Scott: Talk about how important that information is when you consider how many of these drugs are prescribed. I mean, it's a big business. And how dangerous some of them can be if we learn to, maybe, look at this a different way. 

DR. BRADLEY BUSH: Absolutely. Well, you know, at the end of the day, our personal belief is there's no such thing as a bad drug. Now, there's bad applications for drugs or there's misuse of them, or there's the inability to see beyond just a protocol use of drugs and not look at the big picture. So, just put that aside. But, when you look at someone with major different health issues, a medication could be prescribed to help them out. And that's usually a short-term way to address a symptom. Most pharmaceutical medications that are on the market are approved for short-term use, one week, two weeks. And then they get on the market and then they're used for one year, two year, one decade, two decades.

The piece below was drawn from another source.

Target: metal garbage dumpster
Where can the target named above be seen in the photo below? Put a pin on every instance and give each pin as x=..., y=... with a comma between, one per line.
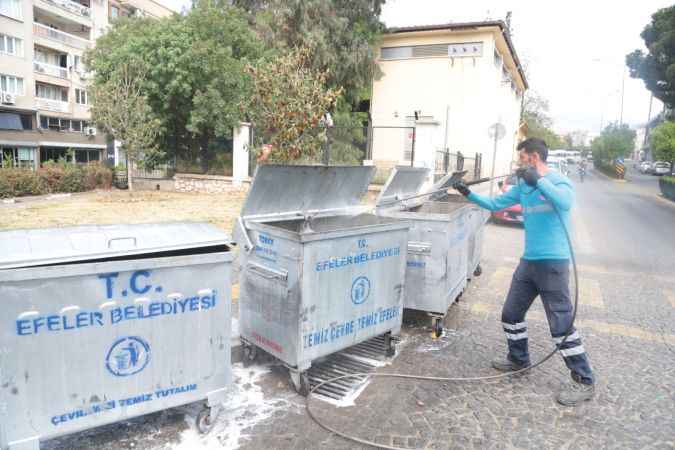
x=318, y=273
x=104, y=323
x=442, y=239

And what is important to know is, one, there's very little research proving their safety and effectiveness long-term. And two, what's very important, at least in the natural health industry is, when you're on a medication, you're taking a synthetic substance. That has to be processed in your liver. And when it does that, these certain medications have sometimes powerful effects in your cytochrome p450 system in your liver. Some of them inhibit your ability to break down certain chemicals. Some of them accelerate it. And all of them challenge certain enzyme pathways. Making it so that even you're put on a medication that everyone's put on. Millions of people are on this med. Oh, very few side effects. But that med, no matter what side effects it may not be causing you, is always causing a challenge to your body's ability to rid itself of toxins and to help keep your normal metabolites and health optimal. 

And of course, when you're living in a culture where the protocols for different conditions have medication on top of medication on top of medication, then you have medications to handle the side effects of the medications. And it's not uncommon now to have someone who's in their 60s on seven to nine medications. All of those, taxing the liver and the body's ability to be healthy, causing a rapid aging of that person on a biochemical and biological level. 


Bradley Bush discusses how his company is taking a different look at depression and similar conditions. He talks about how the immune system and inflammation are connected and how that may change the way the condition is treated.